Depiction does not equal endorsement. An artist may explore the depths of something controversial or lurid or profane without giving it their stamp of approval. This is how we defend films, television shows, and other works of art against the myriad pearl-clutchers and watchdog groups who gnash their teeth, gather their pitchforks, and declare that “something must be done.” It’s how we protect the scores of transcendent works about unseemly, unsavory, or otherwise unpalatable personalities who offer compelling narratives, but who may never receive their societally-mandated dose of comeuppance or public shame by the time the story ends.
But here’s a dirty little secret – depiction is much more complicated than either the defenders or the scolds would readily admit.
Make no mistake — the fact that a film simply shows bad behavior, even in seemingly glamorous terms, does not necessarily mean that the director intends it as something to aspire to. The camera itself makes no judgments. Context speaks volumes. But merely pointing a camera at someone or something does still send a message. It says, “This is worth caring about, or at least worth paying attention to.” Aim it at a particular event, or individual, or group of people, and it says theirs is a story worth telling.

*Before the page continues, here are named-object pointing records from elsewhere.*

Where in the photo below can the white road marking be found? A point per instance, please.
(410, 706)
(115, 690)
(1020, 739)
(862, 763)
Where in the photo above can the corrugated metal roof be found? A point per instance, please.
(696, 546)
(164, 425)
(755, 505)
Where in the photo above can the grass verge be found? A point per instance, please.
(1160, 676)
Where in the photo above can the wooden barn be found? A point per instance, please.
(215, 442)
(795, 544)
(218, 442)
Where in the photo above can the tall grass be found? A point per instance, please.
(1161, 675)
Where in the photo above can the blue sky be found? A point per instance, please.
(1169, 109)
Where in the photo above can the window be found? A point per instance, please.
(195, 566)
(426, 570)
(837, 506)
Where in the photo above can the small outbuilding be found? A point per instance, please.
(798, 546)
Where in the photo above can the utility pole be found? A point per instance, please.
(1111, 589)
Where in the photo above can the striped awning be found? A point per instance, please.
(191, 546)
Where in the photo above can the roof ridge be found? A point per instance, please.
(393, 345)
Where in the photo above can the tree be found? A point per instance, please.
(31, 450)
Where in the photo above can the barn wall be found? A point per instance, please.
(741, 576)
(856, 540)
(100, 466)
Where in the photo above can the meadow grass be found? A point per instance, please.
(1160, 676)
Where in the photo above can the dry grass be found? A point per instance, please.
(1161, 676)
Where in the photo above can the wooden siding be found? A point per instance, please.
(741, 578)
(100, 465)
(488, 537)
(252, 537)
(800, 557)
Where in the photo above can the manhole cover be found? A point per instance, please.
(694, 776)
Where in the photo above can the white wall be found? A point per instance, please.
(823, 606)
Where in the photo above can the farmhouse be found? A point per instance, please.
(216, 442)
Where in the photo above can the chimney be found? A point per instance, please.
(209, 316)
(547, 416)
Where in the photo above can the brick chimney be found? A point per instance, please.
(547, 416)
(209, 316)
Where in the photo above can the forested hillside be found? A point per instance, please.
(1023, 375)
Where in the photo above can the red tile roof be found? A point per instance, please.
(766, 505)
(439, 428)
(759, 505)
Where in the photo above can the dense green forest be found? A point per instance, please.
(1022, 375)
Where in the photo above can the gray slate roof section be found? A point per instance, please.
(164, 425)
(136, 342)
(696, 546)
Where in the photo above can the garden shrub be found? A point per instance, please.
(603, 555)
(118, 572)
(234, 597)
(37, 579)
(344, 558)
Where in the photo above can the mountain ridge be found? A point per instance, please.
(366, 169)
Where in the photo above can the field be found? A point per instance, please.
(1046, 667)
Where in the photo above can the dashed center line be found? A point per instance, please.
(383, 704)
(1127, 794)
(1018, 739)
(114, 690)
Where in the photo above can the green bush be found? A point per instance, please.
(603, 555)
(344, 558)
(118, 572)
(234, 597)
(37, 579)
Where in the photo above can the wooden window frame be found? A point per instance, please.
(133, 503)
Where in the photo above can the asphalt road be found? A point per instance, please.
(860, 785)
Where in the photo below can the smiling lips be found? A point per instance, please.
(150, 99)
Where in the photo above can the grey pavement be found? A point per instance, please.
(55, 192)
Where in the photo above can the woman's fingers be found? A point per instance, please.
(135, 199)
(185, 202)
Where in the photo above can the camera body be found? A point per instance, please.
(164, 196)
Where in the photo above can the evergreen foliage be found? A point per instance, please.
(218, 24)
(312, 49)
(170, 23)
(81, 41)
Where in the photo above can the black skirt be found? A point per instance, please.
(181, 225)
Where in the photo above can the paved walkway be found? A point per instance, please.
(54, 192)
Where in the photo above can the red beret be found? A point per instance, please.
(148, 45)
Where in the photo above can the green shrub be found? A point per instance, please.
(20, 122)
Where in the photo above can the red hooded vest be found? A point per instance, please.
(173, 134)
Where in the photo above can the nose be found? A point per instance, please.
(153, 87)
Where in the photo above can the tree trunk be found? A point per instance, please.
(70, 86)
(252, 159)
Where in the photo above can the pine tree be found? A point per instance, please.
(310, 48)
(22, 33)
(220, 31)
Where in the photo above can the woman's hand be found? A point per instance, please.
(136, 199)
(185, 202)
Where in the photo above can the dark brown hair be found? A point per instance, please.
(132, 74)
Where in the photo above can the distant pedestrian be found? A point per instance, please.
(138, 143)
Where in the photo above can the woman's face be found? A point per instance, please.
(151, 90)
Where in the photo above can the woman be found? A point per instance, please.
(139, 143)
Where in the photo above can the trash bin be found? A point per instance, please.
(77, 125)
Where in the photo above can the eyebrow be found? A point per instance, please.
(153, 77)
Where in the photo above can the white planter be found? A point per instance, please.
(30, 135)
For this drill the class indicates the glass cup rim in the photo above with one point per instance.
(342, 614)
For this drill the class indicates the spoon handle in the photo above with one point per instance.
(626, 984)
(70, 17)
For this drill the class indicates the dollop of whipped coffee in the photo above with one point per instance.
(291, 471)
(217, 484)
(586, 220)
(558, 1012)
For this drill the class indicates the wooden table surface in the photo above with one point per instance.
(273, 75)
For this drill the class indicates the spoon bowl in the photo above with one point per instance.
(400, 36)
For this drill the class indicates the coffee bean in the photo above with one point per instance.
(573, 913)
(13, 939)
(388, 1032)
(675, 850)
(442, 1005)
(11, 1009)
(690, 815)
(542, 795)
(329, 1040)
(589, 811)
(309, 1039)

Which is to say that when Boogie Nights director Paul Thomas Anderson decided to point his camera at the lightly-fictionalized men and women of the San Fernando Valley porn industry in the 1970s and 1980s, he never truly glamorizes their existence or expresses his unqualified approval for how they live their lives. To the contrary, though the film ends on a note of bittersweet hope, the thrust of the work is how the flash and filth depicted, and the lifestyle that accompanies, thoroughly and pervasively runs these poor folks through the wringer.